Norheim has expressed concern over the Progress Party's image abroad, where it is often described as far-right and compared to the French Popular Front and other more radical parties. In September 2013, when the Progress Party held a major press conference for international journalists to dispel any myths about its political orientation. Norheim told a reporter that the purpose of the event is to explain “who we are, and definitely who we are not,” adding that it “was very important we did this because of the distorted picture many foreign media have painted of Progress.” He described the party as “a pragmatic and classical Liberal Party” that is “generally more akin to those such as Denmark’s Liberal Party, Britain’s Conservative Party, the Czech Republic’s Civic Democratic Party (ODF), Iceland’s Independence Party, and the United States’ Republicans.”

==Issues==
Norheim has referred to the Progress Party as Norway's “new Labor Party.” He argues that the Labor Party has become less a party of workers and more a party of public employees.

===Alcohol policy===
Norheim argues for a liberal alcohol policy and has criticized Norway's highly restrictive alcohol policy, writing that “unfortunately there are many who fail to use alcohol with moderation, but there are many more who do, and the system should not be designed for the exceptions... adults should be treated as adults.... Drunkenness is not a result of a liberal alcohol policy, but of an illiberal alcohol policy.”

===Social democracy===
At the 2012 national Progress Party convention, Norheim gave a speech in which he criticized the social-democratic welfare state: “Welfare has become one of the leading businesses in this country.” He also complained about the size of the public sector: “Norway is the country in the world with the most public employees.” Norheim's stance is to move away from the welfare state and instead towards a more classically liberal society.

===Ukultur===
Norheim has defended the Progress Party's criticism of female genital mutilation, forced marriage, and other examples of “ukultur,” or culturally negative practices.

===Islam===
Norheim has expressed concern about antisemitism in Norway and, in particular, about antisemitic statements made by leaders of Norway's largest mosque, and about the inability of the Islamic Council of Norway to respond at once when asked if they support the death penalty for gays.

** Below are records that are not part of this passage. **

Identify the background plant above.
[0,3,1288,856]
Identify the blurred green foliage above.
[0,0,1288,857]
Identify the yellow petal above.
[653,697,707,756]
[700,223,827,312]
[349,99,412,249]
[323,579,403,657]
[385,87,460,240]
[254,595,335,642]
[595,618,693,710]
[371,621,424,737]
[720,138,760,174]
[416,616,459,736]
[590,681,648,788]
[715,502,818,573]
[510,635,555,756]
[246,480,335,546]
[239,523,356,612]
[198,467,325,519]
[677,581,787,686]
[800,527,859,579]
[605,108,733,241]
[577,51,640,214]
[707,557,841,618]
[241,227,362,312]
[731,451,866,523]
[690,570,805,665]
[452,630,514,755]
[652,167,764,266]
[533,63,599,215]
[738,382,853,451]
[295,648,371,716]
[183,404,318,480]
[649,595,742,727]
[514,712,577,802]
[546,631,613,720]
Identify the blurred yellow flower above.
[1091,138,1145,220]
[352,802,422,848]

===Norway's Christian heritage===
Norheim has written that “Norway will and should be a secular state” but added that “this does not mean we are also obliged to clear away everything that reminds us of the more than thousand-year-old Christian heritage.”

===Communism===
Norheim has condemned the now-defunct Workers' Communist Party (Marxist- Leninist), of which many leading Norwegians were once members, saying that the world that party fought for “was no more fair than the world Quisling and his foreign beacons fought for.”

===European Union===
During the 2013 election campaign, Norheim said that “in [his] heart” he supported Norwegian membership in the European Union, but has describes himself as a “non-practicing EU supporter,” owing to his concern about “the growing bureaucracy in Brussels".

===United States===
Norheim told Morgenbladet in October 2013 that the Progress Party has a good relationship with the Republican Party in the U.S. and is rhetorically close to its Reaganite wing. He admitted that the then U.S. Ambassador to Norway, Barry White, was correct when he quipped that “all Norwegian parties are Democrats.” In response to the question of whether the Progress Party views the U.S. as a model, Norheim stated that the U.S. is worth examining closely. He expressed admiration for American economist Milton Friedman, for the American free-market ideology, and for the fact that private capital is not viewed negatively in America.

===Tsunis nomination===
After businessman George James Tsunis, U.S. President Barack Obama's nominee for Ambassador to Norway, made international headlines with uninformed and incendiary comments about the Progress Party during a Senate committee hearing in January 2014, Norheim said he has "been in dialogue" with the U.S. Embassy about Tsunis's remarks, which he described as problematic.

==Personal life==
Norheim and Tone Kåsastul Norheim live in Skien and have one son, Henrik Leander, born 24 June 2011.